Quick text messages and the 140 character limit on Tweets have brought with them the denigration of English as I know and love it.
But I will continue to fly the flag for the correct spelling of words and their appropriate use.
And that is why the headline above this column as complete anathema to me.
Much like big companies knowing the rules so they can get away without paying the correct amount of Corporation Tax, most working journalists know and understand the rules of grammar.
Knowing the structure means you know how to break it down.
And doing so often takes more thought than sticking to the understood rules.
But enough of that.
My main point is that text speak - or txtspk if you prefer - is taking away the ability to spell.
And it can also lead to misinterpretation.
One of my colleagues actually says “lol” out loud when she finds something amusing.
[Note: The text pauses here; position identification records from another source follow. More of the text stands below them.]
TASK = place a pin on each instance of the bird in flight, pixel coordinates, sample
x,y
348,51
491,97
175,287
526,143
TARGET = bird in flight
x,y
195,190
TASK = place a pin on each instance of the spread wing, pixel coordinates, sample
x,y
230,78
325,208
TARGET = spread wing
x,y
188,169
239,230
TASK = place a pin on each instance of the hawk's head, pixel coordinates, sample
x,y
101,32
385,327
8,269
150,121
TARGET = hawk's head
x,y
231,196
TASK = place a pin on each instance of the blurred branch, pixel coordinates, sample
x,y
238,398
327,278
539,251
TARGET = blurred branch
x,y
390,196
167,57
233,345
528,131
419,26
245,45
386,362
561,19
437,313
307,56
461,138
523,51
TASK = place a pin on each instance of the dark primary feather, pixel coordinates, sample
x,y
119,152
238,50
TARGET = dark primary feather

My mother on the other hand signs off texts with the letters lol to indicate that she still loves me!
Imagine the confusion if she sent me a text saying, for instance, “Gladys is dead lol”.
I have also received texts from people who abbreviated some words so badly it looked like they had dropped their phone in alphabet soup before sending me a picture of the outcome!
But if that is not bad enough, the incorrect used of words drives me to distraction.
As far as I am concerned, electrocution is death by electric shock.
In the same vein, decimation surely has to be the removal of one in 10.
And the use of the word “literally” should mean the comments refer to something that has actually happened and not, as some believe, a way of underlining the importance of their feelings.
“I was literally over the monn”, I literally think not.
I could go on, but by now I am sure you are getting the picture!